Наверное, он заснул. Шерстяное покрывало сползло на пол, Оливер ужасно замерз. Когда он открыл глаза, сердце его все еще билось слишком часто. Он остался лежать на боку, как парализованный, и наблюдал за сумерками. Стемнело, и знакомая жилая комната приобрела странные, чужие очертания. Чего же он ждал? Этот дом больше никак с ним не связан.
Он дотянулся до покрывала, привстал и набросил его на плечи. Ожог от сигареты все еще ныл. Его тело было словно упаковано в вату, вплоть до сердца, которое упрямо продолжало поддерживать свой ритм. Когда это началось? Возможно, это случилось в машине. Вихрь воспоминаний поднялся в нем, превращаясь в реальность.
Реальнее, чем действительность. Какая действительность?
Действительность, в которой убийца все еще разгуливает на свободе?
Он прислушался к тишине, которая была не совсем тишиной. Скрип расколол ее на куски, ритмичный, как звук шагов. Его тело окаменело. Звук был таким тихим, что Оливер сначала не мог определить, откуда тот доносится. Наверное, снаружи. Скрип снега под ногами.

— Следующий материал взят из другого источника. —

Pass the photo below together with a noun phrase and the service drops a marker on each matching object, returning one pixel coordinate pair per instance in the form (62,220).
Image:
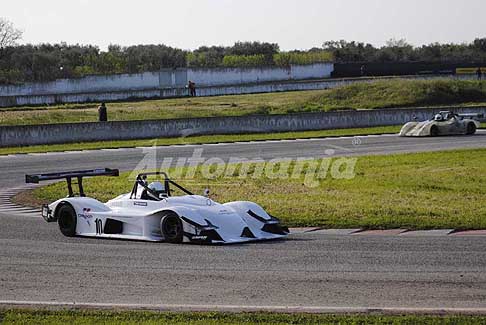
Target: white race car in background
(444,123)
(152,213)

Он медленно повернул голову к окну. Скользящий свет внезапно вспыхнул в саду, словно дневной, потом послышался шум голосов и появились тени, что-то темное двигалось там. Сработает датчик движения. Оливер плашмя упал на диван, укрылся за спасительным подлокотником и прижал лицо к обивке. Снаружи что-то звякнуло. Свет включился, механически щелкнув. Может, это папа? Только папа мог закрыть калитку в саду. Оливер вот-вот должен услышать его шаги, откроется входная дверь, и все станет как прежде. Эта мысль его не утешила, а лишь сковала грудь тесным ледяным обручем. Стало тихо. Ни скрипа, ни шагов. Папа не пришел.
Если это не он был снаружи, то кто тогда?

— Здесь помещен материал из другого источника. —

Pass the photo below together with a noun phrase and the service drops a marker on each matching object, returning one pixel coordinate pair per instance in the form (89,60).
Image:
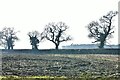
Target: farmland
(60,65)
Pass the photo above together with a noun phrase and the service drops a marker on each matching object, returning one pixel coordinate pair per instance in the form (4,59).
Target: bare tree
(102,31)
(34,39)
(8,37)
(56,33)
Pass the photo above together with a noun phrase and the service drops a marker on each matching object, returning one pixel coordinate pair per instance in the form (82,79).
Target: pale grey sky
(29,15)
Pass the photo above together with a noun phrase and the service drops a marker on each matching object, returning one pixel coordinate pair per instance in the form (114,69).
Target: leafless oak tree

Лишь спустя несколько минут он решился пошевелиться. «Это был только ветер, – успокаивал он себя. – Стучали ветки деревьев. Калитка в саду была распахнута, наверное, ее захлопнуло ветром». Вдалеке кто-то закрыл дверцу машины, словно где-то в другой жизни.
Оливер не решался даже вздохнуть. Там, снаружи, не бегал убийца. То, чего он так боялся, находилось здесь, внутри. Совсем близко. Оливер зажмурил глаза, а оно все еще было тут. Под его затылком, который стал теплым, когда он проснулся.

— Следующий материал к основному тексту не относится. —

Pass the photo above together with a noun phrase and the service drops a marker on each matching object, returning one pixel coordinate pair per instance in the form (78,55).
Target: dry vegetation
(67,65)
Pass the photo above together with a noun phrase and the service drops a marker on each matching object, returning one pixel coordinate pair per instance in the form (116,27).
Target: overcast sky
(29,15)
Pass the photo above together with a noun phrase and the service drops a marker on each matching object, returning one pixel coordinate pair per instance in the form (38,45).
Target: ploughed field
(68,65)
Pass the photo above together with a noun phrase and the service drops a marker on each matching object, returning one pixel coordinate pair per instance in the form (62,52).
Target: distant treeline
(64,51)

Он встал и взялся за подлокотник, подождал, пока не исчезло онемение в ногах, пока они не начали его слушаться. На кухонном столе стоял поднос, на нем лежал засохший кусок хлеба и нож: один-единственный, которым пользовались они с отцом. Никто из них никогда не использовал золингеновские ножи из нержавеющей стали, которые стояли в мраморной подставке. В ходу у них был один маленький овощной ножик с облупившейся пластиковой рукояткой – рекламный подарок. Его так часто подтачивали, что он превратился в узкий изогнутый кинжал. Оливер положил его в карман кофты и представил, как его сердце на несколько секунд стало биться медленнее. Это всего лишь воображение. Все равно, куда он побежит, лихорадочный ритм собственного сердца будет его преследовать. Он хотел выйти наружу, на холод.
Пока еще было холодно.
Пока еще было тихо.

 

Вехтер воспользовался возможностью, чтобы поразмышлять. Элли вела машину, Ханнес сидел сзади и развлекался игрой на телефоне, убивая зеленых свиней. Снаружи стало совсем темно. Ветер полировал лобовое стекло ледяными иглами, как пескоструем, зимнее солнце исчезло, словно это была галлюцинация. Вехтер именно так и представлял себе финал. Но расследование убийства – это не концерт по заявкам, после него всегда остаются только беды. Они словно могильщики! Ханнес выругался сквозь зубы и убрал телефон, наверное, его снова победили свиньи.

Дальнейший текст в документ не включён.